Eigentlich sollte die Rot-Weiß-Rot-Card qualifizierte Arbeitskräfte ins Land holen – das tut sie nur nicht, wie auch der jüngste Integrationsbericht offenbart hat: 3800 Personen waren es, die bis dato mit der Karte eine Aufenthalts- und Arbeitsgenehmigung bekommen haben; 8000 Schlüsselarbeitskräfte wären allerdings gewünscht und benötigt.
Der für den Bericht verantwortliche Integrationsstaatssekretär Sebastian Kurz hat nun gemeinsam mit Heinz Fassmann, dem Vorsitzenden seines Expertenrates, eine Reform der Karte gefordert. Rückendeckung erhält der VP-Politiker nun von der Wirtschaftskammer. Auch WK-Präsident Christoph Leitl ist der Meinung, es sei höchste Zeit, das Modell zu verbessern.
Mindesteinkommen senken
1.900 Euro an Mindesteinkommen für Akademiker, die aus dem Ausland nach Österreich kommen, seien deutlich zu hoch, meint Leitl im Ö1-Interview. Auch die Hürde, zumindest einen Magister- oder Master-Titel vorweisen zu können, sei zu hoch: Ein Bachelor würde auch reichen. Zudem würden die viel zu langen Zulassungsverfahren bei den Behörden noch immer sehr viele potentielle Kandidaten abschrecken:: „Daher müssen wir auch unsere Bürokratie beschleunigen."

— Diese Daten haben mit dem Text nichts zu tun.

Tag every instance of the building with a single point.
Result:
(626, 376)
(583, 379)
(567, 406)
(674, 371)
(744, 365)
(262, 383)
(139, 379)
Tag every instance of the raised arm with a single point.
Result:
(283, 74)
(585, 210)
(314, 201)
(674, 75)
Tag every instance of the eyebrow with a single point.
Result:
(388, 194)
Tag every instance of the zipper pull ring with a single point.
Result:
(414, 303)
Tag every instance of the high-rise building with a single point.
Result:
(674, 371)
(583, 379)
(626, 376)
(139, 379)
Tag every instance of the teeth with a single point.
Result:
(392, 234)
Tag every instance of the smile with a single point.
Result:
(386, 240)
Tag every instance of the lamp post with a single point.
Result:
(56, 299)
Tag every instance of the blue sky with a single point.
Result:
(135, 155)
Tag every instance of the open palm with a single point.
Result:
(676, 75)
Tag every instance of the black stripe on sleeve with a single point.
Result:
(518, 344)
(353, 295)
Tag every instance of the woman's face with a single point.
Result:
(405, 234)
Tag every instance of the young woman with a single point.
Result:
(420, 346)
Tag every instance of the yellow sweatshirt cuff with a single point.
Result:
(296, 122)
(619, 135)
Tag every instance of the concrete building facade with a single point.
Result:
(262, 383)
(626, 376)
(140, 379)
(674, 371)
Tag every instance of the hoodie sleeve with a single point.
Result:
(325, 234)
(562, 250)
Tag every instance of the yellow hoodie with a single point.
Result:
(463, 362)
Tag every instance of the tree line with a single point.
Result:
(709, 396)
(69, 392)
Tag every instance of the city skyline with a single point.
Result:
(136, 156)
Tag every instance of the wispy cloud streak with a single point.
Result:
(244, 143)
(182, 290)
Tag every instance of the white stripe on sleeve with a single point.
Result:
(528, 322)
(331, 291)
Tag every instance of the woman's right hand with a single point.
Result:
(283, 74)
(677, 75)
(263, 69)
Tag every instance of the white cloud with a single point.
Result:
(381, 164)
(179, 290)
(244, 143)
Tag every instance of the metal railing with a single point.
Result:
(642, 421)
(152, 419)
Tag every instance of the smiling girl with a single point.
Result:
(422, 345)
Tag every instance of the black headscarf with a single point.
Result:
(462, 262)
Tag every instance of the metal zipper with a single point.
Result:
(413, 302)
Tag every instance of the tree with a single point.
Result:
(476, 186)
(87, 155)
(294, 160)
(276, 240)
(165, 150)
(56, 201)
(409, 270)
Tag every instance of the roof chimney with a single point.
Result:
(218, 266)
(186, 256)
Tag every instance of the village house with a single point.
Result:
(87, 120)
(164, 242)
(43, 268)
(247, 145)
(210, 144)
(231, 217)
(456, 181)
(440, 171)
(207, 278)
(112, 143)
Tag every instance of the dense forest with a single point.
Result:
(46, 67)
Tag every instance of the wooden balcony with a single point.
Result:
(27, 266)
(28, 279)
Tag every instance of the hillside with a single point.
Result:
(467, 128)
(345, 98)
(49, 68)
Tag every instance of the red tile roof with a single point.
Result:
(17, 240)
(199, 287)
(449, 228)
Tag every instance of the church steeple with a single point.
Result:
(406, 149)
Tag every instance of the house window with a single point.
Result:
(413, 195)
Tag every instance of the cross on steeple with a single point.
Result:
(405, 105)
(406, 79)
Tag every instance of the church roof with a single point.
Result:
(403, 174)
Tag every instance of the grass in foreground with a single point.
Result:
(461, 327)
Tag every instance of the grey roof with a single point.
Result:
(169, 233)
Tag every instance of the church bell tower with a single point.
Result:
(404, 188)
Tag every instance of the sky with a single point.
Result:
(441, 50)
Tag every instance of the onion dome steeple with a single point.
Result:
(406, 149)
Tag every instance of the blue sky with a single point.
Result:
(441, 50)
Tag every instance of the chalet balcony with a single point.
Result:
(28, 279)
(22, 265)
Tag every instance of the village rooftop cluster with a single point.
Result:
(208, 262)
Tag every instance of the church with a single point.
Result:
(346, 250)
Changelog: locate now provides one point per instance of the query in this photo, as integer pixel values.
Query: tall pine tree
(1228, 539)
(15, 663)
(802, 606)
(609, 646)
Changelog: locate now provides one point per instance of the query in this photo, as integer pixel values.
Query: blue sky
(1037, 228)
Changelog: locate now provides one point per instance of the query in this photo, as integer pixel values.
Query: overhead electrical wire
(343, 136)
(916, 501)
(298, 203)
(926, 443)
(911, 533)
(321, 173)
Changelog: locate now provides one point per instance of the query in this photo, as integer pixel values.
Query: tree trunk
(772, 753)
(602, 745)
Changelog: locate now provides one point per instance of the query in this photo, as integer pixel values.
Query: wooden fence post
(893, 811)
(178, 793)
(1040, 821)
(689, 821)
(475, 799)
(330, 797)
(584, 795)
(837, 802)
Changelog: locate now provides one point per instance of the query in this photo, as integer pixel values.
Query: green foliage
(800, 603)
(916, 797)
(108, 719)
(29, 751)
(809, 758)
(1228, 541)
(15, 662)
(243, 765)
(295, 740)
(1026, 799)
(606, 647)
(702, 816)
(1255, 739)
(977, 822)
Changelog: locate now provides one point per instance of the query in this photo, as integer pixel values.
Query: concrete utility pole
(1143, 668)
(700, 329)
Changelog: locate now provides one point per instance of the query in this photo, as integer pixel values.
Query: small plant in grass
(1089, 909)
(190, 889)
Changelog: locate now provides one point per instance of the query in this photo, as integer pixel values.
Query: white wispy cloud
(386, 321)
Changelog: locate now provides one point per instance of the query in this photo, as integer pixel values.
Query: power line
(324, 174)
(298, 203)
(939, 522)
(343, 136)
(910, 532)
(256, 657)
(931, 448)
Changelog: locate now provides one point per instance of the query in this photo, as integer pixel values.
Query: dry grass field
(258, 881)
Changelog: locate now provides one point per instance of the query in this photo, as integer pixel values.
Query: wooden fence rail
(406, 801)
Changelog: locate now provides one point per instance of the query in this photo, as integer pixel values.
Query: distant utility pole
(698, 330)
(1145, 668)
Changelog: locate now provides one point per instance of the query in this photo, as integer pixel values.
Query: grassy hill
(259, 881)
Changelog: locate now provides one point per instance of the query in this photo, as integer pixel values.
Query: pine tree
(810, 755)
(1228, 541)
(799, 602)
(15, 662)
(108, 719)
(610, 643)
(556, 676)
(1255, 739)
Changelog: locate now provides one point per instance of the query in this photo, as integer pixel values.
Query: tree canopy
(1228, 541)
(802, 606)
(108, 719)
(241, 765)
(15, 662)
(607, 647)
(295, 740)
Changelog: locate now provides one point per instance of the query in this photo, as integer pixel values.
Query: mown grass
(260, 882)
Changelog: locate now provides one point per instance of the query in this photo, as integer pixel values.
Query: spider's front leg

Leitls Ziel ist demnach, der nächsten Regierung bereits ein von den Sozialpartnern abgesegnetes Modell vorzulegen. Denn die Konkurrenz durch andere Länder sei groß: "Ob das Kanada, Australien, die Niederlande oder die Schweiz sind - viele Länder nützen schon den Fachkräftemangel für so eine Zuwanderung, die keine Bedrohung, sondern eine Stärkung des jeweiligen Landes darstellt."
Ablehnung
Von den anderen Sozialpartnern kommt wenig Euphorie angesichts des Leitl-Vorstoßes; die arbeitsmarktpolitische Abteilung der Arbeiterkammer befürchtet laut Ö1, dass es beim Mindesteinkommen von 1.900 Euro brutto für Akademiker bleiben solle – ansonsten drohe Lohndumping.
Auch Sozialminister Rudolf Hundstorfer (SPÖ) lehnt es ab, die Rot-Weiß-Rot-Card generell zu überarbeiten: Die geltenden Bestimmungen seien mit allen Sozialpartnern erarbeitet worden, sagte sein Sprecher der Tiroler Tageszeitung. FPÖ, BZÖ und Team Stronach sind ebenso für die Beibehaltung der Einkommensgrenze. Anders sehen das allerdings die Grünen: Auch inländische Berufseinsteiger kämen oft nicht auf die geforderten 1.900 Euro brutto im Monat; das von Nicht-EU-Ausländern zu fordern, wäre demnach "weltfremd".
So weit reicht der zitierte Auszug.